校長室はやはり使っていないためか所々黒ずんでいたり、壁の表面が剥がれていたりと、少し視点を変えると怖い雰囲気がある。
その部屋の中にすでにいたのは竹山ともう一人、髪を二ヶ所で結んだ女の子。
「ばっちりです」
「完璧ですよ。あと、僕のことはクライストと」
「ゆり、あの子はいったいだれだ?」
竹山が何か言っていた気がするが、気にせずにゆりに聞いてみる。
「あぁ、彼女?遊佐さんよ。あたしの友達」
軽く自己紹介されると遊佐はぺこりと頭を下げる。
「ゆりっぺさんの友達の遊佐です。音無さん、お初にお目にかかりますね。以後よろしくお願いします」
「お、おう……よろしく」
表情をほぼ変えずに初対面の挨拶をされたのは初めての経験だった。
なんというか、人形のような子だなと言うのが第一印象だ。
「いい感じじゃない!!」
ゆりが壁にかかる垂れ幕を見て興奮中だということに気がついたのは、ゆりが声を上げてから。

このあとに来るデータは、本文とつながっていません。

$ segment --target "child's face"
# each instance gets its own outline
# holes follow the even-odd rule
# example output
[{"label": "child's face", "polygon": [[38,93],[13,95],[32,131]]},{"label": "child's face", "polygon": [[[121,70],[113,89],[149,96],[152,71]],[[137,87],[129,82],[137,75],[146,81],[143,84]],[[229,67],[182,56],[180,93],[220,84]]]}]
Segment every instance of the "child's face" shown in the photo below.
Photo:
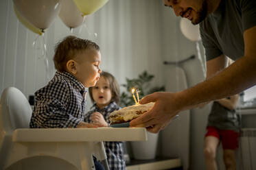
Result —
[{"label": "child's face", "polygon": [[101,77],[93,87],[93,97],[99,108],[108,105],[112,99],[112,92],[109,81],[104,77]]},{"label": "child's face", "polygon": [[100,52],[95,49],[87,49],[79,53],[75,57],[75,73],[74,76],[85,87],[94,86],[100,79],[101,61]]}]

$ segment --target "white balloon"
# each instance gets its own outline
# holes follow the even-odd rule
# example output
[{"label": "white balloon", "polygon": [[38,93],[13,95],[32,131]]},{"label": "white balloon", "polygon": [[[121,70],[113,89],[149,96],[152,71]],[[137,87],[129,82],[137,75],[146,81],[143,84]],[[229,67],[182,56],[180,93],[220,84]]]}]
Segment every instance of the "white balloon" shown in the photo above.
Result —
[{"label": "white balloon", "polygon": [[60,0],[13,0],[21,16],[40,29],[45,29],[60,10]]},{"label": "white balloon", "polygon": [[198,24],[194,25],[189,20],[181,18],[180,26],[181,32],[187,39],[191,41],[198,41],[201,40]]}]

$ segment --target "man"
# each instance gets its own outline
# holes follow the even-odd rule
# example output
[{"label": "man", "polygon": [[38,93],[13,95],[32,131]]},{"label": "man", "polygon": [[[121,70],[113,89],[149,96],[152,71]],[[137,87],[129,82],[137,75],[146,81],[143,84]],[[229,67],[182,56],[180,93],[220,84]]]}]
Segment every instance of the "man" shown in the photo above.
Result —
[{"label": "man", "polygon": [[[207,59],[207,80],[172,93],[159,92],[140,104],[156,102],[148,112],[130,122],[157,133],[180,111],[237,94],[256,84],[255,0],[164,0],[177,16],[200,23]],[[235,62],[225,69],[229,56]]]}]

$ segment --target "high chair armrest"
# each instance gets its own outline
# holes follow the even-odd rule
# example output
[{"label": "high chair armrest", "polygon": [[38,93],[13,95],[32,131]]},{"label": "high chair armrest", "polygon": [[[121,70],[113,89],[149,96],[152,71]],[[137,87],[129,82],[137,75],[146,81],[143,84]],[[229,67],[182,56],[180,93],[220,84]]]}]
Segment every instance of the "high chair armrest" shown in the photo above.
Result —
[{"label": "high chair armrest", "polygon": [[142,127],[16,129],[14,142],[89,142],[147,141]]}]

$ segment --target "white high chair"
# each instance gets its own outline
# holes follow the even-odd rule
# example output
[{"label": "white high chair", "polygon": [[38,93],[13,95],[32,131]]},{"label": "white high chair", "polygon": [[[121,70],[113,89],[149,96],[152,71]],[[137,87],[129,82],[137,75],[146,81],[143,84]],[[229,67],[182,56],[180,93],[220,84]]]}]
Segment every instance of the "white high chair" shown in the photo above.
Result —
[{"label": "white high chair", "polygon": [[147,140],[145,128],[30,129],[30,106],[14,87],[3,92],[0,108],[0,169],[95,169],[92,154],[106,159],[103,141]]}]

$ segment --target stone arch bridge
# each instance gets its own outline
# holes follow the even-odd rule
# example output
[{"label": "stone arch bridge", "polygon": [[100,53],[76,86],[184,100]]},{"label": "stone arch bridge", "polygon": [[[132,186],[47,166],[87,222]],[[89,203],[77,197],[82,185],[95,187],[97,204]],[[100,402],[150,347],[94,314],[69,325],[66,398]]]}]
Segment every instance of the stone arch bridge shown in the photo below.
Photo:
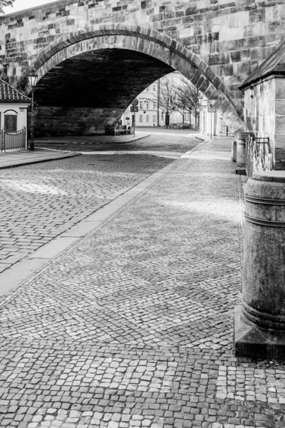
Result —
[{"label": "stone arch bridge", "polygon": [[60,0],[0,19],[2,78],[39,81],[38,133],[114,126],[152,81],[180,71],[244,129],[239,86],[285,39],[284,0]]}]

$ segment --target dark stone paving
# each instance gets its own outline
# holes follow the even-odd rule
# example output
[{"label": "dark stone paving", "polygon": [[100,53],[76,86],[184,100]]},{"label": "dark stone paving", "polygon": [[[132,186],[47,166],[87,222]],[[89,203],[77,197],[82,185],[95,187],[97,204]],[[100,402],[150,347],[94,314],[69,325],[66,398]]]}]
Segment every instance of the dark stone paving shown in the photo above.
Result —
[{"label": "dark stone paving", "polygon": [[285,366],[237,359],[241,183],[225,141],[0,304],[0,426],[283,428]]}]

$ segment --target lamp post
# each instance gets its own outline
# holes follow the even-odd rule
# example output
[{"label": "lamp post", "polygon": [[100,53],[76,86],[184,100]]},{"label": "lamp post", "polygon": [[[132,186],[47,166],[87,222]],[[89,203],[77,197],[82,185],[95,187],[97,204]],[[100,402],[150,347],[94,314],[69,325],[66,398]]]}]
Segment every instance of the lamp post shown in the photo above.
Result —
[{"label": "lamp post", "polygon": [[35,71],[33,71],[31,74],[28,76],[28,84],[31,89],[31,143],[30,143],[30,151],[33,151],[33,134],[34,134],[34,123],[33,123],[33,92],[35,91],[36,85],[38,82],[38,76]]}]

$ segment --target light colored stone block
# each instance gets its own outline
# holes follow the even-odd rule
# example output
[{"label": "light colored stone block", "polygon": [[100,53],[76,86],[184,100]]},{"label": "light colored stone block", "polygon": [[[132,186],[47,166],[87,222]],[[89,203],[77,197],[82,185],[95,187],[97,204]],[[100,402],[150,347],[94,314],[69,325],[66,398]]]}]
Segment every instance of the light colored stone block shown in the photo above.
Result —
[{"label": "light colored stone block", "polygon": [[244,29],[243,27],[222,29],[219,31],[219,41],[229,41],[230,40],[239,40],[244,39]]}]

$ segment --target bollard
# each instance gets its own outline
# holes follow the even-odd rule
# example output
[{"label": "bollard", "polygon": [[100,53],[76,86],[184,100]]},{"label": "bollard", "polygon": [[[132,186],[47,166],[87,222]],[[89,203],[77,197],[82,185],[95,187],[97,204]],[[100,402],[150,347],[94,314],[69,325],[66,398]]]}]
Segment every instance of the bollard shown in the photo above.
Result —
[{"label": "bollard", "polygon": [[239,132],[237,136],[237,168],[236,174],[246,175],[247,146],[246,139],[253,136],[252,132]]},{"label": "bollard", "polygon": [[237,357],[285,357],[285,171],[253,173],[247,185]]},{"label": "bollard", "polygon": [[232,161],[237,162],[237,141],[232,143]]}]

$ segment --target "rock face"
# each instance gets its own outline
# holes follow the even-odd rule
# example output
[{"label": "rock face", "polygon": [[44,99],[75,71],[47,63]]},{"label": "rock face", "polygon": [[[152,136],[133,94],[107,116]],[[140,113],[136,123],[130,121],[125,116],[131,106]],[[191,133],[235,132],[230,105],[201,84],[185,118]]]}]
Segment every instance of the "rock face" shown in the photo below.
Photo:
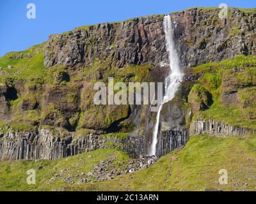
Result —
[{"label": "rock face", "polygon": [[[234,8],[223,20],[219,18],[220,11],[193,8],[171,14],[183,66],[255,54],[256,14]],[[153,15],[51,36],[44,64],[90,65],[96,59],[107,58],[118,67],[166,62],[163,19],[163,15]]]},{"label": "rock face", "polygon": [[166,131],[160,131],[157,144],[158,156],[164,155],[176,149],[185,146],[189,138],[188,128],[179,127]]},{"label": "rock face", "polygon": [[162,23],[162,16],[154,15],[52,35],[44,52],[44,64],[92,65],[97,59],[107,58],[118,67],[149,62],[156,64],[166,55],[163,55]]},{"label": "rock face", "polygon": [[[223,20],[218,17],[219,12],[218,8],[193,8],[171,14],[175,46],[183,68],[255,54],[256,13],[231,9],[228,20]],[[50,126],[70,132],[60,136],[39,129],[2,134],[1,159],[56,159],[106,147],[109,141],[135,156],[147,156],[156,113],[150,112],[147,105],[96,105],[93,87],[95,82],[106,84],[109,76],[125,83],[163,82],[169,68],[163,20],[163,15],[152,15],[51,36],[40,51],[41,54],[44,52],[42,61],[47,68],[46,76],[29,82],[26,78],[6,80],[0,85],[0,117],[4,122]],[[19,60],[20,56],[13,54],[12,57]],[[255,83],[254,79],[244,82],[248,84],[239,82],[241,85],[231,82],[231,87],[228,77],[226,79],[221,100],[227,104],[239,99],[239,89],[249,89]],[[184,146],[188,140],[189,82],[163,108],[157,156]],[[252,95],[255,91],[246,89],[244,94]],[[205,91],[195,94],[189,103],[193,112],[211,105],[210,96],[206,97]],[[199,102],[198,98],[202,99]],[[243,103],[246,109],[255,100]],[[255,112],[249,113],[250,118],[255,117]],[[196,122],[191,129],[193,133],[208,131]],[[233,127],[226,126],[211,127],[209,133],[217,128],[216,132],[229,134]],[[79,129],[90,129],[93,135],[77,138],[71,131]],[[100,136],[120,131],[133,132],[125,140]],[[241,135],[245,131],[235,131]]]},{"label": "rock face", "polygon": [[[184,146],[188,140],[187,130],[166,132],[161,136],[157,156]],[[55,160],[99,148],[119,147],[134,157],[147,156],[147,143],[142,137],[119,138],[95,135],[76,136],[48,129],[19,132],[9,131],[0,138],[0,160]]]},{"label": "rock face", "polygon": [[184,67],[255,54],[256,13],[231,8],[228,19],[222,20],[219,13],[217,8],[193,8],[172,14]]},{"label": "rock face", "polygon": [[245,136],[246,133],[256,133],[256,131],[243,127],[232,126],[215,120],[195,120],[190,126],[191,135]]},{"label": "rock face", "polygon": [[195,84],[188,96],[188,103],[192,112],[204,110],[212,103],[211,93],[203,86]]},{"label": "rock face", "polygon": [[132,140],[100,135],[76,137],[69,133],[57,133],[47,129],[19,132],[10,131],[0,140],[0,160],[58,159],[99,148],[120,147],[131,154],[138,150]]}]

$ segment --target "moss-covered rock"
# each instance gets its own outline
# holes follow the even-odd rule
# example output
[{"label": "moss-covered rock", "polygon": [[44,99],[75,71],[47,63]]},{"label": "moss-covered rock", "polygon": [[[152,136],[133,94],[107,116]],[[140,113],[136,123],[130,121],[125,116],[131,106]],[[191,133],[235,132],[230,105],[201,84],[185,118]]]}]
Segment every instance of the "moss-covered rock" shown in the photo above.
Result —
[{"label": "moss-covered rock", "polygon": [[202,85],[195,84],[189,92],[188,103],[193,113],[205,110],[212,103],[211,94]]}]

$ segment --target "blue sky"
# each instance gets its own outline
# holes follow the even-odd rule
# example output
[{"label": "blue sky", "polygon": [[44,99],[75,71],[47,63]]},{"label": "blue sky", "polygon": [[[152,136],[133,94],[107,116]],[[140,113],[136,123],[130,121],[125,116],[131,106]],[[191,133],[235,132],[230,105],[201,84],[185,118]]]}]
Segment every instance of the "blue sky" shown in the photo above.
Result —
[{"label": "blue sky", "polygon": [[[36,5],[36,19],[28,19],[26,6]],[[195,6],[256,8],[255,0],[0,0],[0,56],[24,50],[84,25],[169,13]]]}]

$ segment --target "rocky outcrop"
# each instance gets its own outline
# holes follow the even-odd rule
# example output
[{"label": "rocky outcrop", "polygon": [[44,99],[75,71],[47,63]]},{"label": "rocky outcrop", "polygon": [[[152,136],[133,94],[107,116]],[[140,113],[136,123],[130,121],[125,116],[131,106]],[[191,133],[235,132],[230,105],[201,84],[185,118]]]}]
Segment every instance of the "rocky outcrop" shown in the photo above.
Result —
[{"label": "rocky outcrop", "polygon": [[185,146],[189,139],[189,131],[186,127],[173,128],[172,130],[160,131],[156,147],[157,156]]},{"label": "rocky outcrop", "polygon": [[113,66],[141,64],[163,61],[164,36],[163,16],[153,15],[127,21],[92,26],[49,37],[44,52],[47,67],[55,64],[92,65],[97,59]]},{"label": "rocky outcrop", "polygon": [[190,126],[190,134],[207,134],[219,136],[245,136],[246,133],[256,133],[256,130],[228,125],[216,120],[194,120]]},{"label": "rocky outcrop", "polygon": [[236,8],[228,19],[218,8],[195,8],[172,14],[181,64],[194,66],[256,53],[256,13]]},{"label": "rocky outcrop", "polygon": [[[234,8],[228,18],[222,20],[220,11],[196,8],[171,14],[183,66],[255,54],[256,14]],[[152,15],[52,35],[44,52],[44,64],[90,66],[97,59],[108,59],[118,67],[164,64],[168,57],[163,19],[163,15]]]}]

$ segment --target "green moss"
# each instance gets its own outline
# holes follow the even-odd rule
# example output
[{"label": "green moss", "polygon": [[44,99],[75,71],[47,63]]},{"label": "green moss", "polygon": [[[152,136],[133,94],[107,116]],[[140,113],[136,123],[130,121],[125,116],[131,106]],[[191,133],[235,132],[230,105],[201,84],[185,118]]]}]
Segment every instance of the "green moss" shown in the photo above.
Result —
[{"label": "green moss", "polygon": [[[62,176],[92,171],[93,165],[115,156],[114,165],[122,168],[129,161],[116,149],[99,149],[58,161],[0,162],[1,191],[254,191],[256,138],[191,136],[186,147],[161,157],[155,164],[133,173],[102,182],[74,184],[62,182]],[[121,163],[121,165],[120,165]],[[42,167],[40,170],[39,166]],[[68,170],[60,173],[63,169]],[[26,171],[36,170],[36,185],[27,185]],[[218,173],[228,171],[228,184],[220,185]],[[52,175],[61,177],[53,180]],[[248,184],[245,186],[245,184]]]},{"label": "green moss", "polygon": [[228,33],[228,37],[232,37],[236,35],[238,35],[240,34],[240,31],[239,29],[237,26],[233,26],[231,27],[229,33]]},{"label": "green moss", "polygon": [[45,43],[32,47],[27,50],[12,52],[0,57],[0,68],[3,73],[0,81],[6,78],[26,79],[45,76],[44,66],[43,49]]}]

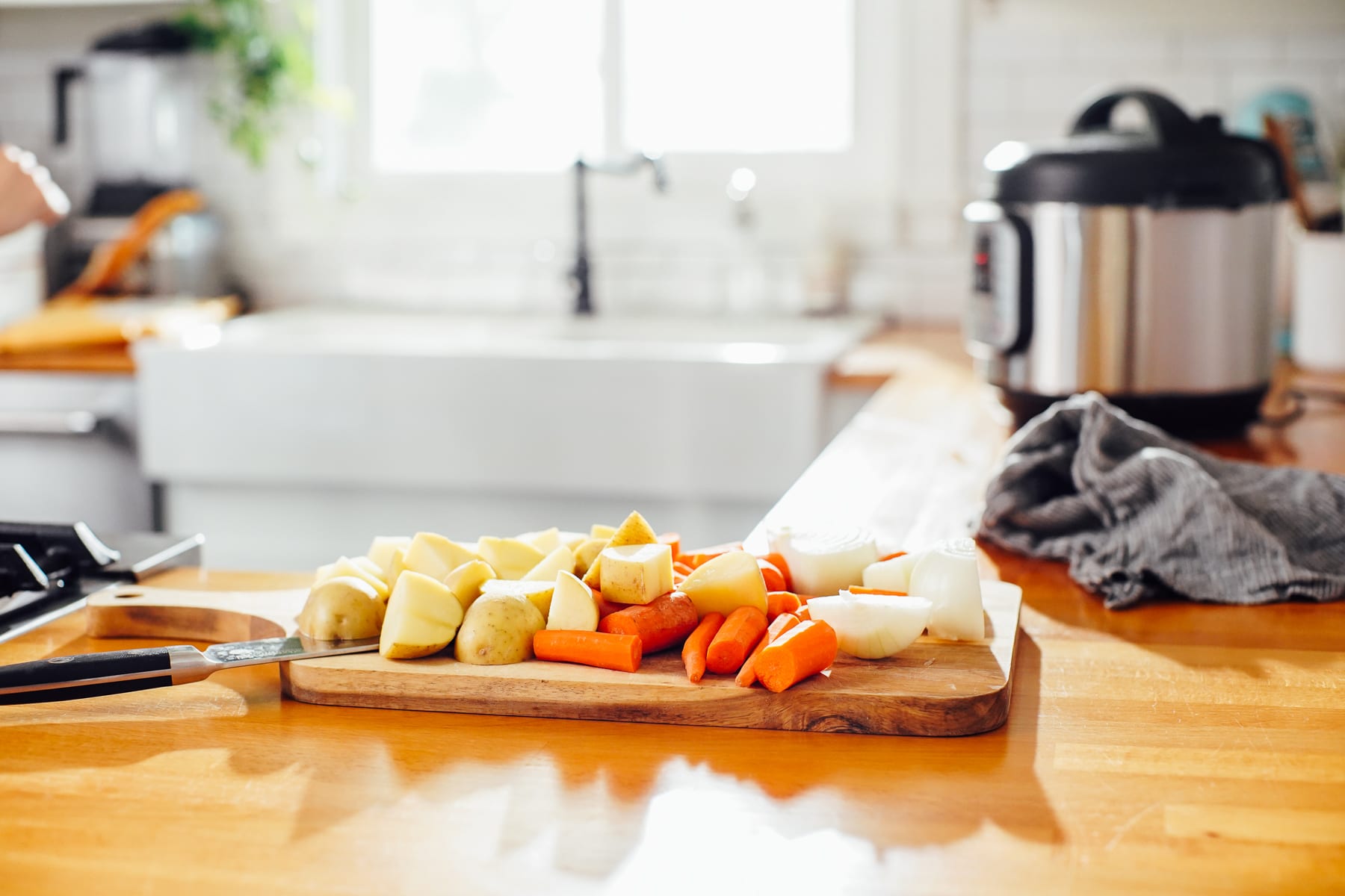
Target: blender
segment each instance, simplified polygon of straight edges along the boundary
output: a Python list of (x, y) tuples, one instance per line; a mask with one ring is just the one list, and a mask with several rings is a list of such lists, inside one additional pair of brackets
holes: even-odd
[[(81, 167), (93, 187), (52, 251), (54, 292), (78, 277), (93, 250), (126, 231), (130, 216), (171, 189), (192, 185), (192, 136), (200, 90), (190, 36), (168, 21), (98, 39), (78, 66), (55, 73), (58, 146), (78, 134)], [(71, 87), (82, 82), (82, 116), (71, 116)], [(145, 296), (219, 296), (225, 290), (221, 224), (207, 212), (179, 215), (151, 240), (122, 287)]]

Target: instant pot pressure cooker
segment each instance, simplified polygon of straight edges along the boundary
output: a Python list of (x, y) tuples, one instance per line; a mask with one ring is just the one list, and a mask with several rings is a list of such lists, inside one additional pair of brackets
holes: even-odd
[[(1116, 130), (1124, 101), (1147, 118)], [(1274, 149), (1155, 93), (1088, 106), (1068, 138), (999, 144), (966, 208), (966, 329), (1020, 423), (1095, 390), (1177, 433), (1255, 418), (1275, 360), (1274, 258), (1287, 196)]]

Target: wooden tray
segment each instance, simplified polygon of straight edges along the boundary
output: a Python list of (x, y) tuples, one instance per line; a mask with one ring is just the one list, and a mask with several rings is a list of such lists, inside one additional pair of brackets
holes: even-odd
[[(601, 721), (956, 736), (1009, 717), (1022, 591), (982, 583), (985, 641), (920, 638), (890, 660), (842, 654), (829, 676), (784, 693), (730, 677), (686, 680), (681, 656), (646, 657), (635, 674), (558, 662), (472, 666), (452, 657), (385, 660), (377, 653), (281, 664), (288, 696), (304, 703)], [(289, 633), (307, 590), (175, 591), (125, 586), (89, 598), (89, 634), (247, 641)]]

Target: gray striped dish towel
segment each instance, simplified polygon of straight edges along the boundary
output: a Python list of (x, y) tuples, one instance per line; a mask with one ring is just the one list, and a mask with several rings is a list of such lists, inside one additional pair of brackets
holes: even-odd
[(1345, 596), (1345, 477), (1224, 461), (1091, 392), (1006, 446), (979, 539), (1069, 562), (1111, 610)]

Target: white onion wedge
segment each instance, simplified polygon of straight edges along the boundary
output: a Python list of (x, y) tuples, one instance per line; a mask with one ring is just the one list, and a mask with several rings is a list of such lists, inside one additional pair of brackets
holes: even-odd
[(773, 529), (771, 549), (790, 564), (795, 591), (830, 595), (863, 582), (863, 568), (878, 559), (873, 536), (859, 529), (800, 532)]
[(870, 563), (863, 568), (863, 587), (881, 588), (884, 591), (905, 591), (911, 594), (911, 572), (924, 551), (902, 553), (900, 557)]
[(835, 594), (808, 600), (808, 614), (835, 629), (841, 649), (861, 660), (882, 660), (905, 650), (929, 622), (924, 598)]
[(933, 604), (929, 634), (935, 638), (981, 641), (986, 637), (976, 543), (971, 539), (943, 541), (925, 552), (911, 572), (908, 591)]

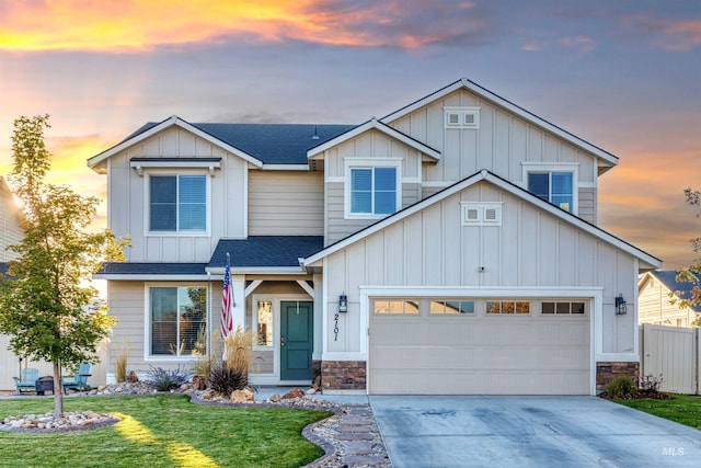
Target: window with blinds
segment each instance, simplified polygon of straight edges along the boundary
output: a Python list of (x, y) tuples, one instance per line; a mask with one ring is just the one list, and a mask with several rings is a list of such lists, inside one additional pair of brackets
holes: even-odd
[(207, 230), (206, 175), (150, 178), (150, 231)]

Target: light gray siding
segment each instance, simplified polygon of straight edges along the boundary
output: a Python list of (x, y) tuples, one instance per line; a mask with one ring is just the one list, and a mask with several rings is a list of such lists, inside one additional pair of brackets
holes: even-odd
[(7, 250), (9, 246), (15, 246), (24, 232), (20, 228), (21, 210), (14, 202), (12, 192), (0, 176), (0, 262), (16, 259), (18, 254)]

彼女の眼前にはオレンジ色を基調として、少し変わったフォントで「SSS」と斜めに書かれたエンブレムをプリントした垂れ幕が貼られている。
「かっけぇじゃんか」
日向がゆりの隣に寄って言う。
「でしょう?原案はあたしが考えて、製作は竹山君よ」
「あいつがか?」
指を指す日向。
「あなたがパソコンに原画取り込んで、色付けして、こんなに大きくプリントすることができたならあなたに頼んだわ」
「む、無理だ……」
アホの日向には無理だと言いたいんだな。
しかし日向、パソコンに取り込むくらいできるだろうに。
竹山が勝利の笑みを浮かべている。
しかしこいつも頼まれたからってこんなデカイものを作るなんてだいぶアホだな。